Но это не помогло. Пациент был мертв. После нескольких минут тщетных попыток без какого-либо видимого эффекта, Джон наконец признал поражение и устало поднялся, чтобы привезти каталку, а Кэрол обошла остальных.
Погибшего шахтера звали Александр Гудман; судя по внешности, он был местным. Большинство шахтеров были из индейцев, некоторые имели китайские корни; после окончания войны белые рабочие большими группами начали возвращаться домой, и из-за этого в городе стало нарастать напряжение.

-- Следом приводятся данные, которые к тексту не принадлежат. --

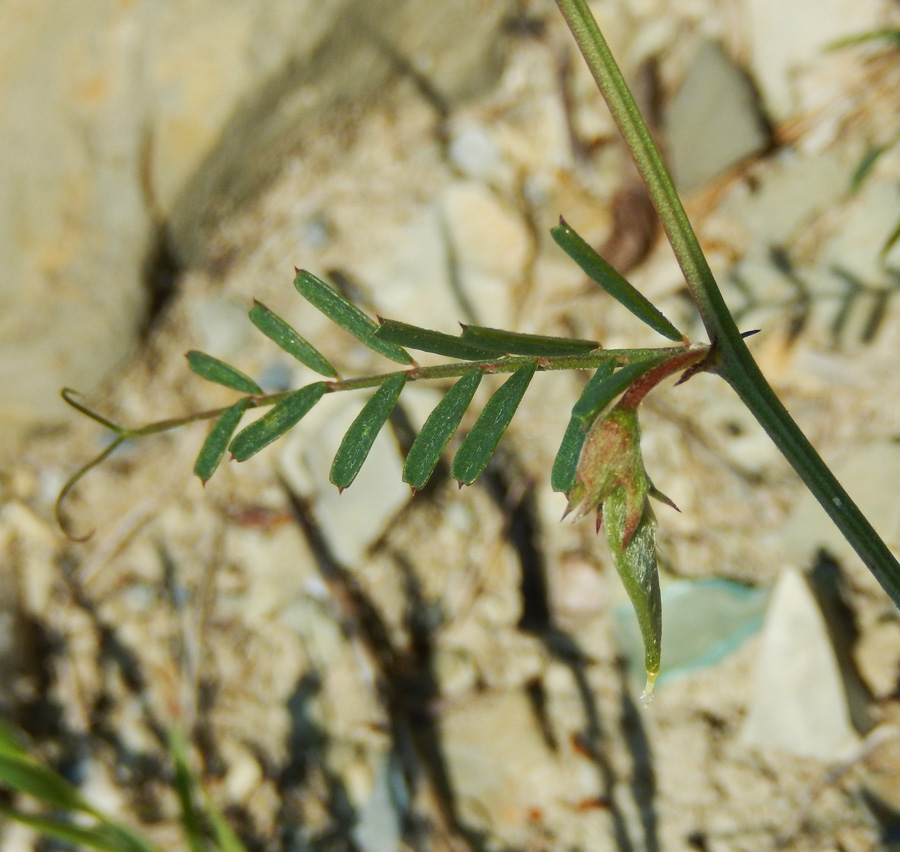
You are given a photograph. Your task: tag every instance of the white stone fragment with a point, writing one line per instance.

Больше года назад из-за десегрегации в общежитии Компании вспыхнуло несколько перепалок; к сожалению, это решение было скорее вызвано экономическими проблемами, чем благородными намерениями. Джон тихо порадовался, когда рабочие свыклись с ситуацией и волнения улеглись, сменившись хрупким перемирием. Эта причина для драки казалась ему попросту идиотской, но к тому времени он научился держать свое мнение по этим вопросам при себе, поскольку оно нередко приводило к проблемам в общении с коллегами и пациентами, считавшими иначе. Привычка относиться ко всем одинаково, независимо от расы или религии, уже сделала Джона популярным в одних кругах и нелюбимым в других. А спорить о политических вопросах было опасно не только в общественном плане: горнодобывающая компания владела половиной города, и практически целиком спонсировала его зарплату.

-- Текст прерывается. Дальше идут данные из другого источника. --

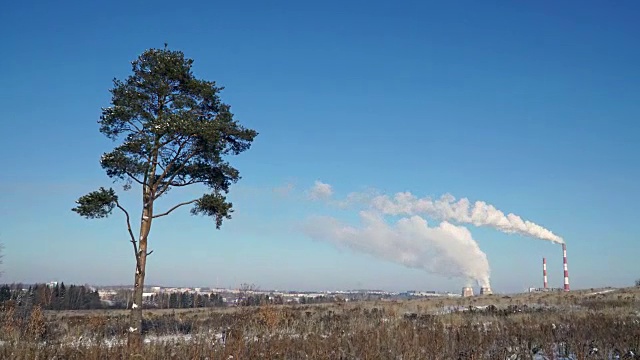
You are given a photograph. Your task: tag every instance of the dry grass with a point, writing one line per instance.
(515, 326)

Согласно документам, Гудману было всего двадцать два года. И, в отличие от остальных пациентов, оказавшихся этой ночью в палате, его шансы на выживание практически не вызывали у Джона сомнений. Его оставили на ночь только потому, что, попав в больницу с места катастрофы, он казался растерянным и не реагировал на врачей – скорее всего, парень заработал сотрясение. Он был помят, конечно, у него обнаружилась легкая лихорадка, но ни одно из повреждений не могло его убить. И, все же, они его потеряли.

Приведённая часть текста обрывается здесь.